Beautiful, flirtatious, and recently widowed, Lady Susan Vernon seeks an advantageous second marriage for herself, while attempting to push her daughter into a dismal match. A magnificently crafted novel of Regency manners and mores that will delight Austen enthusiasts with its wit and elegant expression.

The story, written by Jane Austen as an epistolary novel, describes the schemes of the main character — the widowed Lady Susan — as she seeks a new husband for herself and one for her daughter. Although the theme, together with the focus on character study and moral issues, is close to Austen's published work (Sense and Sensibility was also originally written in the epistolary form), its outlook is very different, and the heroine has few parallels in 19th-century literature. Lady Susan is a selfish, unscrupulous and scheming woman, highly attractive to men, who tries to trap the best possible husband while maintaining a relationship with a married man. She subverts all the standards of the romantic novel: she has an active role, she is not only beautiful but intelligent and witty, and her suitors are significantly younger than she is (in contrast with Sense and Sensibility and Emma, which feature marriages by their female protagonists to men who are 16 years older). Although the ending includes a traditional reward for morality, Lady Susan herself is treated more leniently than the adulteress in Mansfield Park, who is severely punished.

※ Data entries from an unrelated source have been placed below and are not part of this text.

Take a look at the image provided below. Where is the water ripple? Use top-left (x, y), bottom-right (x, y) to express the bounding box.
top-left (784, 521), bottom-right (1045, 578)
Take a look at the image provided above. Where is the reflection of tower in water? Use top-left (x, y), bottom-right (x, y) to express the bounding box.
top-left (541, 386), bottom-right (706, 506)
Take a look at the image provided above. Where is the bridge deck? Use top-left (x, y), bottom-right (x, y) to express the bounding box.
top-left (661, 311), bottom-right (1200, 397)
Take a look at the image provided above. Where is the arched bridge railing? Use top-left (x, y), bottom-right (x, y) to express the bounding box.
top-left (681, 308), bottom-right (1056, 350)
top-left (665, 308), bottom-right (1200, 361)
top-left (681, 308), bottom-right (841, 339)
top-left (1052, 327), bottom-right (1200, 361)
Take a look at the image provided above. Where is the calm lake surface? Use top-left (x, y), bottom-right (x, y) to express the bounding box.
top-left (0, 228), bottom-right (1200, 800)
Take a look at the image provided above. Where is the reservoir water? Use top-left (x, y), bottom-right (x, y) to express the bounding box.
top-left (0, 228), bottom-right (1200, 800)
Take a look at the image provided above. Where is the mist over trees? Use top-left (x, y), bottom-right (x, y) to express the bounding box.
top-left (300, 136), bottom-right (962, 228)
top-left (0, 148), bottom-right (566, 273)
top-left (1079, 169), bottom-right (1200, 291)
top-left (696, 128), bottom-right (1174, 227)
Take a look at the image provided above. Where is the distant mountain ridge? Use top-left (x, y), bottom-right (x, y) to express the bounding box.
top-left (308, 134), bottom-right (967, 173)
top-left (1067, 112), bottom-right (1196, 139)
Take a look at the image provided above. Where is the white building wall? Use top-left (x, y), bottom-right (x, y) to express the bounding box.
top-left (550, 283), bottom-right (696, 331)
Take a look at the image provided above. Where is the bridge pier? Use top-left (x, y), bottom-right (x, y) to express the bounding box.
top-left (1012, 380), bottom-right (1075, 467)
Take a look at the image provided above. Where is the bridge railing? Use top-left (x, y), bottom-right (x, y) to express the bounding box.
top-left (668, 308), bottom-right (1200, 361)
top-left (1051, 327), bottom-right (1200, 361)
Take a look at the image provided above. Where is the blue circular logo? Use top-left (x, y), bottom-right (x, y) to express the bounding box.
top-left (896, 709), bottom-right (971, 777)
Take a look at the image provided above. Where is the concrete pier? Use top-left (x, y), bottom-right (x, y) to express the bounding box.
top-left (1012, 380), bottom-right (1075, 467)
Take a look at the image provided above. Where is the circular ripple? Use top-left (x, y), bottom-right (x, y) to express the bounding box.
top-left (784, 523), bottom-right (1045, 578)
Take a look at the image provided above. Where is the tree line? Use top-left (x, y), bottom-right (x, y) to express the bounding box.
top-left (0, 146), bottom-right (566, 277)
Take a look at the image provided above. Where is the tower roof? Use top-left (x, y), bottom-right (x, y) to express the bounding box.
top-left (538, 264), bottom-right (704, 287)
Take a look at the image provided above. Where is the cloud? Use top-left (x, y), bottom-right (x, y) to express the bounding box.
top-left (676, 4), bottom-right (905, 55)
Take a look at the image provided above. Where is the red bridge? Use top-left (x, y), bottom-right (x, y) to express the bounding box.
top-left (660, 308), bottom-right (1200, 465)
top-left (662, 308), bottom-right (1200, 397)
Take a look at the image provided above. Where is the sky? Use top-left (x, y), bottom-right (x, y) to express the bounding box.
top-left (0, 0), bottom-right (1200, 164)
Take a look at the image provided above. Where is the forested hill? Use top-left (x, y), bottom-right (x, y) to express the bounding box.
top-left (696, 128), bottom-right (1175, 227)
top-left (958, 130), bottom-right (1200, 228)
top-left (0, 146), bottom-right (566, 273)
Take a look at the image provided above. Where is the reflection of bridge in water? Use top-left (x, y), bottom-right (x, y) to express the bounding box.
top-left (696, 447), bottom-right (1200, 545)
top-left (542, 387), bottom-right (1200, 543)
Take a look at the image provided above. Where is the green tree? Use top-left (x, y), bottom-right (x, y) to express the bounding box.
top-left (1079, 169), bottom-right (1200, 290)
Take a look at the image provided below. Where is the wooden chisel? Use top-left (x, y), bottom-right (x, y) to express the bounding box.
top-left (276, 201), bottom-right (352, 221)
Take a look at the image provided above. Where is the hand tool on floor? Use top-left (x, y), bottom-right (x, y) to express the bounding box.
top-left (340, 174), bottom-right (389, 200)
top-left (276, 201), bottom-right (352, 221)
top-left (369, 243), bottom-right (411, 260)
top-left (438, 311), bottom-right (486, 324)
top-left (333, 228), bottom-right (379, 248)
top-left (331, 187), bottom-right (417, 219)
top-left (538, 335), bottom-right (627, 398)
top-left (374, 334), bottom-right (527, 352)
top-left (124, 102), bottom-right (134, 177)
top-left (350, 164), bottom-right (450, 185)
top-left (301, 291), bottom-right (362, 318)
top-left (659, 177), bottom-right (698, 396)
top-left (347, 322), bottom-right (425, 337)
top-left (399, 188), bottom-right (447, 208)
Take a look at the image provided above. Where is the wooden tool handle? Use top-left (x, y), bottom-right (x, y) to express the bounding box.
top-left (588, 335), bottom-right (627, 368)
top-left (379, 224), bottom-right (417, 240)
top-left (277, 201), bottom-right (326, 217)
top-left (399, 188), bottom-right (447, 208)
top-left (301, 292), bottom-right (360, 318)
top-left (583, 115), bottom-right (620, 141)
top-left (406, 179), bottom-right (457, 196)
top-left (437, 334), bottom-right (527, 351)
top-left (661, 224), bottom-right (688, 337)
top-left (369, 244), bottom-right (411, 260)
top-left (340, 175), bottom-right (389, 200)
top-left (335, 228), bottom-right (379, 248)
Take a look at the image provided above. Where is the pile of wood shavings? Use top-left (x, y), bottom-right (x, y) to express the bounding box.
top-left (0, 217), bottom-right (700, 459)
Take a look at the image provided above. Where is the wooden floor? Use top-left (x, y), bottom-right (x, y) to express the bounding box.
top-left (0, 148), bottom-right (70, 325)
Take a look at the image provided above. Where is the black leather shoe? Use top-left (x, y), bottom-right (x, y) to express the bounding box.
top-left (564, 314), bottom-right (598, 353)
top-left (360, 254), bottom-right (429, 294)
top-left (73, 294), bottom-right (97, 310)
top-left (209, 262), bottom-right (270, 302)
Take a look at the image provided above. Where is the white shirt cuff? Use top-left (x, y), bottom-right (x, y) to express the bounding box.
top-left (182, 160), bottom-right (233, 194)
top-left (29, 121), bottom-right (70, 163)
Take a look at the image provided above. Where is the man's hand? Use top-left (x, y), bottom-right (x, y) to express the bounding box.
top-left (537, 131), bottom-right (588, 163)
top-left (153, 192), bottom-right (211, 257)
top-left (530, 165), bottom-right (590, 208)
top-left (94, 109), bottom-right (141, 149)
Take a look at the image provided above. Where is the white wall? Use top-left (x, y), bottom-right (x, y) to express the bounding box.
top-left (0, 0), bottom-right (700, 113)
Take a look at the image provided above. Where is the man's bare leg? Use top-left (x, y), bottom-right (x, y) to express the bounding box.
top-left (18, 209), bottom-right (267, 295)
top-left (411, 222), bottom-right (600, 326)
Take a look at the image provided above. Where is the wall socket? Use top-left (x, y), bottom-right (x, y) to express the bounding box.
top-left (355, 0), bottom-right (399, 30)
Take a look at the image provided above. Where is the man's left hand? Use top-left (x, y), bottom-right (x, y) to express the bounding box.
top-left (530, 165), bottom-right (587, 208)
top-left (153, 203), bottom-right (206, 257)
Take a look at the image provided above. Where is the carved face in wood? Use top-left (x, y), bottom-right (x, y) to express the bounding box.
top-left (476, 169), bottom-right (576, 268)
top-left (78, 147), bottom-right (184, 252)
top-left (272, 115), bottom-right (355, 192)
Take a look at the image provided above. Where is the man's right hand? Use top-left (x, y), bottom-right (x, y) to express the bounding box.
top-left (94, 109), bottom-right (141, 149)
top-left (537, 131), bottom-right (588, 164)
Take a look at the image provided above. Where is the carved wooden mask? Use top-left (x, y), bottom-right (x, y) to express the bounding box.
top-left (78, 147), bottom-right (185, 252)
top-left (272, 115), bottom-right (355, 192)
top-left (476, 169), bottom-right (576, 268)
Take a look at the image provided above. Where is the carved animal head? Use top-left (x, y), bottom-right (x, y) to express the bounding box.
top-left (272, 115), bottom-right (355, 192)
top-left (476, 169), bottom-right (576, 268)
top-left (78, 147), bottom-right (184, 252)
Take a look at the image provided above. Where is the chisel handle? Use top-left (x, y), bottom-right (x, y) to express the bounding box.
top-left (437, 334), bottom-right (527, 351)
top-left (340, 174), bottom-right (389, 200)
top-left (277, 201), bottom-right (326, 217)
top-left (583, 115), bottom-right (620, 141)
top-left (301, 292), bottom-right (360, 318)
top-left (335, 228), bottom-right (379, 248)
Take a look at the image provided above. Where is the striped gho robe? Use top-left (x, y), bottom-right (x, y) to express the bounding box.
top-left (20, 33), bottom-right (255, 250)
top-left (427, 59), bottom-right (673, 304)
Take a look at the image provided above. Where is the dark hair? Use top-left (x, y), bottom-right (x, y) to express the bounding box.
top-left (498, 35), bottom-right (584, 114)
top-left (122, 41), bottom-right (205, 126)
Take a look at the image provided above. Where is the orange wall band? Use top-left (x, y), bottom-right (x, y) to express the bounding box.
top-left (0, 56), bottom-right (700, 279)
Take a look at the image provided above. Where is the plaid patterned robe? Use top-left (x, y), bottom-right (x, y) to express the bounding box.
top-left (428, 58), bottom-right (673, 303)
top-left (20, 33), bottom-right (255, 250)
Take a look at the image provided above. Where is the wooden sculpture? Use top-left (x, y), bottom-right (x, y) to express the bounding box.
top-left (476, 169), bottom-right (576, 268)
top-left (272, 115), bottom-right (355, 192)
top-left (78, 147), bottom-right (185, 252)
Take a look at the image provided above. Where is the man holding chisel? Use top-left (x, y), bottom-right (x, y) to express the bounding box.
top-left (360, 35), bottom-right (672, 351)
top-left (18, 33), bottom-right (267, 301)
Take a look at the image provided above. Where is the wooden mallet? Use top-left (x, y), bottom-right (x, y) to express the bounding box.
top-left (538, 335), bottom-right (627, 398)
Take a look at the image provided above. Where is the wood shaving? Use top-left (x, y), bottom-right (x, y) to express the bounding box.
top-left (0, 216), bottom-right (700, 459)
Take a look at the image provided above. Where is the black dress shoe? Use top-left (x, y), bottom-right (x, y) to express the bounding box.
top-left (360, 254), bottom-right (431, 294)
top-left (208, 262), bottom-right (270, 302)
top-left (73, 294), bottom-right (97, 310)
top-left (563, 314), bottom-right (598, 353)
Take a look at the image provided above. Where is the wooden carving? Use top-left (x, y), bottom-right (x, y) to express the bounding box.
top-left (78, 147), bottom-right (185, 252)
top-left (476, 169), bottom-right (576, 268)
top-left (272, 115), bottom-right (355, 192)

This book has never received much attention in comparison to her other six major novels. It is a short piece, containing forty-one letters and a conclusion. Scholars estimate that it was written between 1793-4 when the young author was in her late teens and represents her first attempts to write in the epistolary format popular with many authors of her time. In 1805, she transcribed a fair copy of the manuscript but did not pursue publication in her lifetime. The manuscript would remain unpublished until 54 years after her death with its inclusion in the appendix of her nephew James Edward Austen-Leigh’s biography of his aunt, A Memoir of Jane Austen in 1871.